Contrary to popular belief, Revelation is not a "road map" for events at the end of time, but rather a scripture to hold out for Christians in the face of persecution.

The revelation of John was probably written at the end of the first century for the church in Asia Minor, which was persecuted by the Roman state.

The word revelation is called apocalypsis in Greek. It's about making things manifest, revealing or bringing them to light. The term ¬Ľapocalyptic¬ę indicates that this book belongs to a certain genre of literature.

The motto of the book is summed up in the first verse: This is the revelation of Jesus Christ that God gave him to show his servants what is about to happen. (Rev 1,1) With this the content of the book is shown as secret knowledge about the future. The events that are then presented in the book depict, on the one hand, the threatening presence and, on the other hand, they show that victory was achieved through Christ and that a wonderful service is already being celebrated in heaven. Revelation formulates images of hope for those Christians who have remained true to their faith in times of personal hostility.

The book is believed to be at the end of the 1st century AD. originated in Asia Minor, the western part of today's Turkey. The area then belonged to the Roman Empire. Emperor Domitian, who from 81 to 96 AD. ruled, tried to enforce his rule through a rigorous religious policy. As the first Roman emperor, he required all of his subjects to be worshiped as a god while they were still alive. He enforced this imperial cult with all severity. The Christians, a small minority in this area, got into a serious conflict of conscience. Their belief in God did not tolerate compromise. The Christians could easily have evaded persecution by the Roman state by participating in the imperial cult. Many chose this option in order to survive. Others suffered the death penalty and became martyrs of the Christian faith.

This pressing situation is the background on which John writes his revelation.
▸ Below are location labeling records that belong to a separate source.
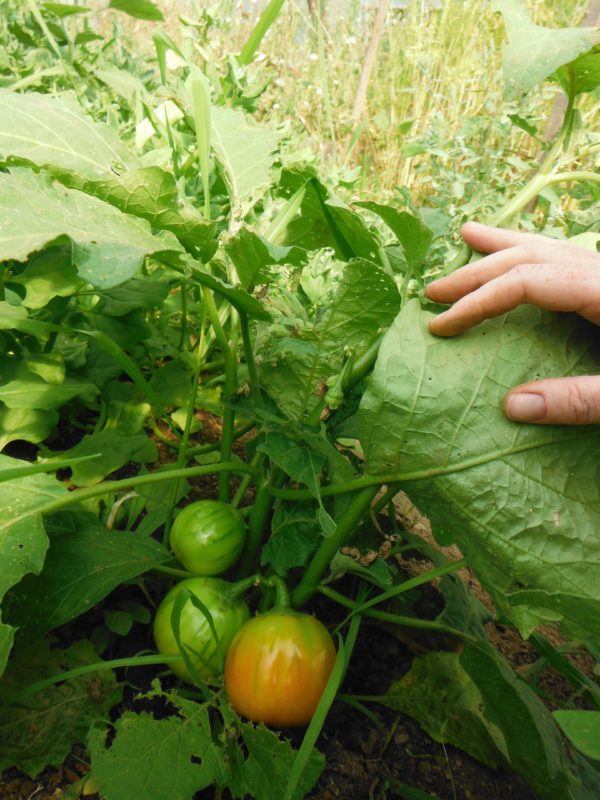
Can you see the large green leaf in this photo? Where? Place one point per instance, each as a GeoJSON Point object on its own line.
{"type": "Point", "coordinates": [47, 131]}
{"type": "Point", "coordinates": [533, 53]}
{"type": "Point", "coordinates": [41, 730]}
{"type": "Point", "coordinates": [246, 151]}
{"type": "Point", "coordinates": [295, 365]}
{"type": "Point", "coordinates": [23, 540]}
{"type": "Point", "coordinates": [93, 159]}
{"type": "Point", "coordinates": [182, 755]}
{"type": "Point", "coordinates": [521, 501]}
{"type": "Point", "coordinates": [108, 246]}
{"type": "Point", "coordinates": [141, 9]}
{"type": "Point", "coordinates": [82, 566]}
This John is not identical with the author of the Gospel of John. But he is undoubtedly one of the great figures of the early Church. We learn from him that he has withdrawn to the island of Patmos in the Aegean Sea and received his visions there.

In the first chapter of Revelation he introduces himself as a servant of God and as a prophet. Obviously he is very concerned about how Christians will prove themselves in the situation of persecution. In seven letters, the so-called missions, he addresses seven individual congregations, which he admonishes and comforts. Be faithful to death, and I will give you the crown of life, (Rev 2:10) it says in the letter to the church in Smyrna.

The main part of the book are the visions of the eschatological catastrophe, which are presented in ever new and terrible images. The battle rages between God and the unleashed satanic forces. They wield a reign of terror in the form of fearsome animals. Although the anti-divine powers seem to be triumphing, John lets his churches know that they will shortly be overcome. Christ appears in the form of a lamb who bears the traces of the crucifixion and is allowed to take a seat next to the throne of God.

When John speaks of the fall of the whore Babylon, his readers know very well that the capital Rome is encoded.

Afterwards I saw another angel descending from heaven, who had great power, and the earth was illuminated by his splendor. And he cried out in a mighty voice: She has fallen, she has fallen, Babylon the great, and has become a dwelling place for devils and a prison for all unclean spirits. (Revelation 18: 1-2)

The beast from the abyss that can be worshiped can only refer to the Emperor Domitian.

And he was given power to give spirit to the image of the beast, so that the image of the beast could speak and make that all who did not worship the image of the beast would be killed. (Revelation 13:15)

Because it was dangerous to speak directly in the Roman Empire, the events described are encoded with the help of mysterious symbols and images from Jewish apocalyptic.

Revelation ends with a vision of a new heaven and a new earth in which there will be an unadulterated communion with God.